That feeling of will-this-do filmmaking is pervasive, from the unflatteringly garish, TV-level costume design, to the inexplicable use of a wide lens on several random occasions. It is most palpable, however, on the level of the storytelling itself. Potential sources of tension are introduced in such wooden and contrived ways, to make such obvious and worthy arguments, that the film in such moments comes to resemble an educational video.
Soon after she gets an offer to sell her family home to a rich woman from the city, Zdena gets a rare and extended visit from her adult son, Lukáš (Jan Cina), who lives in France. As they watch TV together one evening, she uses a homophobic slur, prompting Lukáš to come out to her as gay, and tell her that he works as a drag queen: a textbook example of a coming-out story, complete with the mother’s tearful reaction, now in illustrated form.
Yet when the two characters wake up the next day, both of them are immediately over the hurtful argument from the night before. On the one hand, this kind of easy resolution comes across as lazy writing. But there is also in “Chica Checa” a recurring suggestion that people are too nice and too reasonable for conflicts to ever truly last. This naive point of view could work well in a more finely crafted, confection, with the clichés becoming part of the pleasure. “Chica Checa” at times promises precisely this kind of low-effort delight, but is too uneven to make it work.
While relying on established tropes for its story and characters, their flow is interrupted by inconsistencies and clunky mistakes. One particular sequence, where Lukáš throws a tantrum about his mother being stuck in the past, comes out of nowhere, its sole apparent purpose to inject a very small dose of conflict — soon resolved — in a film that threatens to flatline.
There’s a bigger problem here, however. In its relentless positivity, “Chica Checa” could be seen as an attempt to normalize, through positive representation, lifestyles and sexualities that may seem abhorrent to older generations such as Zdena’s. But there’s a very thin line between this worthwhile impulse and the glib idea that motherly love shall always overcome deeply ingrained intolerance. The film draws much of its mild humor from various moments where Zdena plucks up the courage (!) to tell an acquaintance that her son has a boyfriend — but it is reasonable to wonder what might happen should she meet someone who does not react with a harmless little quip.

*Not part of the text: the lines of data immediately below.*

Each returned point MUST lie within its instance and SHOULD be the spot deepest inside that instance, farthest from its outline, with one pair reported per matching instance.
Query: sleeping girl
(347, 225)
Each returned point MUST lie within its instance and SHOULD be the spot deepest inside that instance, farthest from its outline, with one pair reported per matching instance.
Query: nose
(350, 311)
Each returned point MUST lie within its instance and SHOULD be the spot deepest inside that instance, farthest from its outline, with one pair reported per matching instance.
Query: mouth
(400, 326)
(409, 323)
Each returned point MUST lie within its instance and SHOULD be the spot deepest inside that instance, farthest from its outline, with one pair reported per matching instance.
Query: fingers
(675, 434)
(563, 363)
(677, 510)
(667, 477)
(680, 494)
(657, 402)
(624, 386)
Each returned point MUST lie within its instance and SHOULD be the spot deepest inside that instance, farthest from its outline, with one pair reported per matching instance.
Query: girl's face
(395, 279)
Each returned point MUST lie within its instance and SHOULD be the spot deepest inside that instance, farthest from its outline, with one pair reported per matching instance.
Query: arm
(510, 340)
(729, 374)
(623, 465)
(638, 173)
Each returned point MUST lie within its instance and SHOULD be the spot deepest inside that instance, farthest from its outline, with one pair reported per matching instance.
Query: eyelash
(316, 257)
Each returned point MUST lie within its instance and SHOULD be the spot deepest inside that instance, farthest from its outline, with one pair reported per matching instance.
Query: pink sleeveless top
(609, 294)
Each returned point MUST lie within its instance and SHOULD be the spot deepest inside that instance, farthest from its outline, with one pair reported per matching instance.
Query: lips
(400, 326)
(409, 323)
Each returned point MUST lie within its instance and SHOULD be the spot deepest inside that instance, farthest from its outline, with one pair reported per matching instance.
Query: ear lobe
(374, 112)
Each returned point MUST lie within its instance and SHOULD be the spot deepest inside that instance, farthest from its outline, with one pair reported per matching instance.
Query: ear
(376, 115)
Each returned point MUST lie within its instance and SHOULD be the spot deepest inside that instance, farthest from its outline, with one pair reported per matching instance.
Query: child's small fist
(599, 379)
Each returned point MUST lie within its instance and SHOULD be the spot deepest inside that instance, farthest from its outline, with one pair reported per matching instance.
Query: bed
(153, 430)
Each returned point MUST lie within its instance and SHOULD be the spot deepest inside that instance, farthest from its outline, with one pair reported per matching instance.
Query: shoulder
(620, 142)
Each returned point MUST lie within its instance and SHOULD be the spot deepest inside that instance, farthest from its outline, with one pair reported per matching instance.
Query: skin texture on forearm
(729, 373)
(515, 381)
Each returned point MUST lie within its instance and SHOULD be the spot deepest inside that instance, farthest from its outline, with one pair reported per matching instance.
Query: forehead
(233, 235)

This gaucheness around homophobia is echoed in the film’s tonal indecisiveness. Because it is Zdena’s sunny disposition that papers over every crack and solves all conflicts in “Chica Checa”, it is Tomicová’s job to make her optimism believable. The actor opts for an intensely expressive performance of wide-eyed wonder and motherly meekness, so mannered as to pull the film towards artifice. But Cina’s naturalistic turn as Lukáš, and the much higher stakes for his character, ground the film in a semblance of reality. The friction between the two registers only produces a feeling of disjointed awkwardness; perhaps a less earnest, more screwball-esque approach could have pulled off this uneasy combination.